Well, I guess a reality check was needed following that three-game winning streak. The humbling 22-point loss to the No. 10 Virginia Tech Hokies showcased a lot of the weaknesses the Syracuse Orange have.
The Hokies dominated the 2-3 zone with their excellent three-point shooting, as their quick swing-passes around the perimeter made it near impossible for the Orange to close out on their numerous deep threats. However, it wasn’t only the defense’s fault in this one, but the Syracuse offense had one of their worst outings of the season due to the high ball pressure from the Virginia Tech guards.
The Hokies are a very talented defensive team, and their ball pressure is what makes them so effective on that end of the floor. By not allowing the ball handler to feel comfortable in the half court and set up the offense, the opponent is left getting into their offense late into the shot clock, thus leading to forced contested shots and turnovers — both of which hurt the Orange mightily Saturday night.

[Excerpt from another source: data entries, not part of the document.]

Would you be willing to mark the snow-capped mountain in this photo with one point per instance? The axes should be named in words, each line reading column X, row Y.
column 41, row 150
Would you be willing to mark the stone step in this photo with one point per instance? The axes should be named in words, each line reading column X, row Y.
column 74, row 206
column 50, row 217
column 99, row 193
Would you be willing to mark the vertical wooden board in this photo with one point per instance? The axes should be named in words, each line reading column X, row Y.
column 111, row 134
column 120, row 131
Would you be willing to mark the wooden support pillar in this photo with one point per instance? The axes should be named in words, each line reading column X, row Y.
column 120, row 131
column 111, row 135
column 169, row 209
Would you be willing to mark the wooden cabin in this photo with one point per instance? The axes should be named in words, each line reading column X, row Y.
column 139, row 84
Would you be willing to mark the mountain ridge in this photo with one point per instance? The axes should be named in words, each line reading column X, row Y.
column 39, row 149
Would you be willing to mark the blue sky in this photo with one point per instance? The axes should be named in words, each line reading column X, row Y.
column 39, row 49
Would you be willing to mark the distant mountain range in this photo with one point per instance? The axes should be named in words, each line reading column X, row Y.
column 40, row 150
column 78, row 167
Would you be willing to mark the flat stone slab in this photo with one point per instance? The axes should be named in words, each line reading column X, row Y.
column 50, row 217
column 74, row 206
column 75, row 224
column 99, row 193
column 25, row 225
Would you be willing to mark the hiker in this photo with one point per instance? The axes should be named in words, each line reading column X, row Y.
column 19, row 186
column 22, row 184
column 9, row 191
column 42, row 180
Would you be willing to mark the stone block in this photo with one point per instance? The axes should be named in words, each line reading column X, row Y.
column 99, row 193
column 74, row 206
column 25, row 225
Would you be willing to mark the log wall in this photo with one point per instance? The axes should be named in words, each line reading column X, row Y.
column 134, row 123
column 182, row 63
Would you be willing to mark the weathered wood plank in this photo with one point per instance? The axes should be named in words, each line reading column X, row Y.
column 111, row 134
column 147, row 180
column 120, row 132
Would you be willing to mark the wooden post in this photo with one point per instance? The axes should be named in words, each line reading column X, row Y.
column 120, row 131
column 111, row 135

Syracuse is built on their talented perimeter players, the “big four,” in Tyus Battle, Frank Howard, Elijah Hughes, and Oshae Brissett, but the Hokies were able to limit their production by staying in their personal space from the moment the ball handler crossed half court. Hughes is the only consistent perimeter shooter out of those four players, so it is crucial for them to get to the lane off the dribble if the other three want to see offensive success.
Howard and Battle start the offensive set most of the time, and they typically look to go downhill to either create for themselves or to kick the ball out to the other perimeter playmakers. They’re both capable of beating their man off the dribble when there’s a little ball pressure, but the pressure typically slows down the set and causes the offense to go stagnant, thus leading to isolation-ball.
This Syracuse basketball team needs to be scoring in transition and moving the ball on the perimeter in the half court in order to find easy shots, and coach Buzz Williams did a great job of making those two keys to the game nonexistent on Saturday.
The Hokies forced the Orange into 14 turnovers, with Hughes having four and Battle and Howard having three each. Syracuse’s offense is already a weak point this year, so giving up opportunities to score the ball isn’t a great idea for this roster. Not only did the ball pressure cause the Orange to turn the ball over, but it led to Syracuse needing to force up contested shots with the shot clock ticking down, thus causing the Orange to shoot 36 percent from the field.
The primary scorers for the Orange, the “big four” I mentioned earlier, combined to shoot 16-49 against the high ball pressuring Hokies. With limited perimeter shooters, the Orange need space for their deep threats to knock down threes, but the Virginia Tech defense was smothering and turned the open threes Syracuse was getting in the last three games into contested shots.
Yes, the score of the game is not a good sign for this team, but it also allowed coach Jim Boeheim and the Orange to understand where they need to improve as they begin to approach the final stretch of regular season play. This team isn’t going to win games with dominant scoring, but they do need to find a way to stay in games against teams like Virginia Tech — 56 points on 36 percent shooting won’t cut it.